Eu que não volto a ler um livro que gostei. Eu que não volto a lê-lo porque dele guardei as melhores memórias e não se deve remexer nas memórias (nem nos ex namorados nem nada)para que permaneçam no mínimo limpas. A segunda vez não é como a primeira. Não podemos esperar dela que produza o mesmo efeito, que dilate o mesmo encanto. A última vez que me pus a ler um livro que no passado tinha gostado imenso, acabei a achar o livro particularmente estúpido e a pensar por que raio gostei eu de ter lido aquilo e ter guardado tão fantasiosas memórias e claro, o resultado foi que o autor era um bom autor, o livro era um bom livro, a boa lembrança era uma boa lembrança e foi-se tudo por água a baixo, as personagens ficaram as últimas sobre as primeiras, tomaram-lhes o lugar, enfim, não foi bonito. Aconteceu-me depois com o Casablanca, andei anos a dizer Ai é o meu filme preferido, adorei, emocionei-me, um dia passou na tv e resolvi vê-lo outra vez, sei dizer que para além de me dar vontade de rir (que é precisamente o contrário de dar vontade de chorar) ao segundo intervalo mudei de canal e nunca mais o Casablanca foi o filme da minha vida. Agora é o Zorba. E será o Zorba porque é coisa que eu jamais voltarei a repetir.

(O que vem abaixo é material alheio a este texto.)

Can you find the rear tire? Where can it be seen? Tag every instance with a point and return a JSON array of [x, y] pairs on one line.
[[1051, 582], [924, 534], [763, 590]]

Não volto a ver um filme ou uma peça que me impressionou ó voltas. Não é a mesma coisa, repetir não é a mesma coisa, a fome já não é a mesma inevitavelmente, ou já não é surpresa e tantas vezes destrói essa boa lembrança. Aquela que nunca devia ter sido remexida, é que de certa forma acontece uma sobreposição, já para não acontecer coisa pior.
Eu que não volto a ler o mesmo livro, que não volto a ver o mesmo filme, que não volto a segunda vez para assistir à mesma peça, estou prestes a fazê-lo. Há imensas forças que me fazem um apelo. A força do Teatro, das peças boas, dos bons actores, dos autores Portugueses. A Comuna repôs O Desassossego. Para meu desassossego. Justamente. Sou capaz de passar horas infinitas a ouvir o Carlos Paulo, a recitar, a falar, a representar, apetece-me sempre repetir. Passaram-se sete anos da primeira vez. Sete anos é um 'ror de tempo. E se as imagens ficam sobrepostas? E o deslumbramento se perca? A a voz não se entranhe e o Desassossego não me parta nos mil bocados que tive de juntar para voltar a ser eu? E se a lembrança ficar velha, velha não, antiquada?
Lembro-me da personagem a Criança a chamar pela mãe, perdidamente. Da cama. Do quarto solitário ou apenas um quarto da alma. Uma criança que perdeu os pais, tremendamente perturbada.
A peça começa com o desalento de um guarda-livros, um escriturário, (evocação de Pessoa num fiel registo auto biográfico) a mim trouxe-me à lembrança o poema de Ramos Rosa, o funcionário cansado, que tanto gosto. O espelho, um homem que vestia metade homem-metade-mulher e reflectia (os espelhos reflectem) sobre as relações humanas. O mendigo, o palestrante. O palestrante tem uma banca e convence as mulheres a serem fiéis com o corpo mas infiéis com o pensamento e eu que estava sentada mesmo na primeira fila, a mim o palestrante convenceu-me de imediato.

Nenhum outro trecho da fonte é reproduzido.